Bolton, a former U.S. ambassador to the United Nations, was one of several obscure hawks who have considered running for the White House this cycle, wagering that turmoil in the Middle East could lead Republican primary voters to rally behind a candidate who could articulate the need for a well-funded U.S. military at home and an assertive presence abroad.
Sen. Lindsey Graham (R-S.C.), a critic of President Obama’s worldview, has been moving closer to launching his own bid. Rep. Peter King (R-N.Y.), who has deep ties to federal law enforcement officials, has taken frequent trips to New Hampshire, which hosts the first-in-the-nation primary.
But Graham and King, like Bolton, have struggled to get traction, lagging far behind in the polls as leading Republican hopefuls who largely share their positions on foreign policy and national security, such as Sen. Marco Rubio (Fla.) and Gov. Scott Walker (Wis.), have drawn big crowds and donations.
Bolton's announcement that he would forgo the contest came after months of appearances in early primary states, and efforts to raise funds for a possible bid.
But in a conference call with reporters Thursday, Bolton said he'd come to the conclusion a campaign would not be “feasible” due to the likely intense competition from an already crowded field of GOP contenders that includes well-known senators and seasoned governors.
“I looked at this and I’m not happy with the decision, but you have to be a realist about it,” Bolton said.
The move by Bolton, 66, does little to rupture the early dynamics in the Republican race. His bookish persona and advocacy for a more muscular foreign policy have made him a singular figure at party gatherings this year, but he has never become a political force or favorite of activists.
Another obstacle for lesser known hawks is the way Sen. Rand Paul (R-Ky.), a prominent non-interventionist, has campaigned for president. He has called for an increase in defense spending and effectively diminished his longtime role as a foil for Bolton and others.
In an interview Thursday, Bolton said he deliberated for over a year about whether to run, creating a political-action committee and an allied super PAC during that time. Those groups have raised more than $7 million as Bolton has traveled the country and donated to dozens of GOP candidates.
Moving forward, Bolton said he would continue to use those organizations as his political vehicle. “With the ambiguity about whether I’ll run gone, I can devote my attention them,” he said, envisioning a mix of ads, social media, and a focus on critiquing the record of Hillary Rodham Clinton, his former classmate at Yale Law School.
“My only regret is that I won’t have a chance to debate her in the fall of 2016,” Bolton said of the 2016 Democratic frontrunner. He has previously described her acidly as a “radical” and “unfit” to serve as president — a hard line rarely taken by top-tier Republicans, but cheered by the GOP base.
On social issues, Bolton is a relative moderate. He holds anti-abortion views but supports same-sex marriage. On Thursday, Bolton said Republicans should engage with gay voters as they work to expand the party’s reach.

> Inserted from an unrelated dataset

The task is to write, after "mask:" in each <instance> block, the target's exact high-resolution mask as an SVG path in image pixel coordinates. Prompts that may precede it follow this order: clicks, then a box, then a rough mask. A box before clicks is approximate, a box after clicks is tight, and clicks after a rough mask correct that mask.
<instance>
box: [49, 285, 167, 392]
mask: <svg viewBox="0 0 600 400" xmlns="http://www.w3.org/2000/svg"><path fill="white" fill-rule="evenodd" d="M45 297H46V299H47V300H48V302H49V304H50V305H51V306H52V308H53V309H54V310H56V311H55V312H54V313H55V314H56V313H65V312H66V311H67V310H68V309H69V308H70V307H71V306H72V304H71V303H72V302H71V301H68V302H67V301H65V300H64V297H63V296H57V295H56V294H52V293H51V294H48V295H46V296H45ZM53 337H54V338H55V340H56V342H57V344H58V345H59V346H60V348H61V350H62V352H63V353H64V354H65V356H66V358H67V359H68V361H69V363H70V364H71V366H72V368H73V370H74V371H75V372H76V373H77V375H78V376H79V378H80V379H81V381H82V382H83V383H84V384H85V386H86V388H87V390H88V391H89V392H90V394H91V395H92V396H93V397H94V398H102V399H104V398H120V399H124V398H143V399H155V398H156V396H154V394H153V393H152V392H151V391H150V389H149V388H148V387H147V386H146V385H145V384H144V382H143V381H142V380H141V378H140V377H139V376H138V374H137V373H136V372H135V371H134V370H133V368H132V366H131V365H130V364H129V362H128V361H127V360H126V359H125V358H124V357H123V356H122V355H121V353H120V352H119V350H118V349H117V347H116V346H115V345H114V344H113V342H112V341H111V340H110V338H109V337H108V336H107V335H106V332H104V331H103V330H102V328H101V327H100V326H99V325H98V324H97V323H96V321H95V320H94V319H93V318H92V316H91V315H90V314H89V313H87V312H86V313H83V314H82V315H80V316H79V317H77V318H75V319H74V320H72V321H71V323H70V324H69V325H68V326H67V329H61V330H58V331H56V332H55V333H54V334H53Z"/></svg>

Counseling presidential candidates is also part of Bolton’s agenda, though he declined Thursday to name who has sought him out in recent weeks for policy guidance. Earlier this year, he was spotted dining on Capitol Hill with Sen. Ted Cruz (R-Tex.), who entered the presidential race in March.
A Fox News commentator, Bolton is a senior fellow at the American Enterprise Institute in Washington, where he has been perched since serving as U.S. ambassador to the United Nations during George W. Bush’s presidency.
Bolton previously flirted with running for president ahead of the 2012 cycle, but decided against it and eventually endorsed Mitt Romney, the Republican nominee.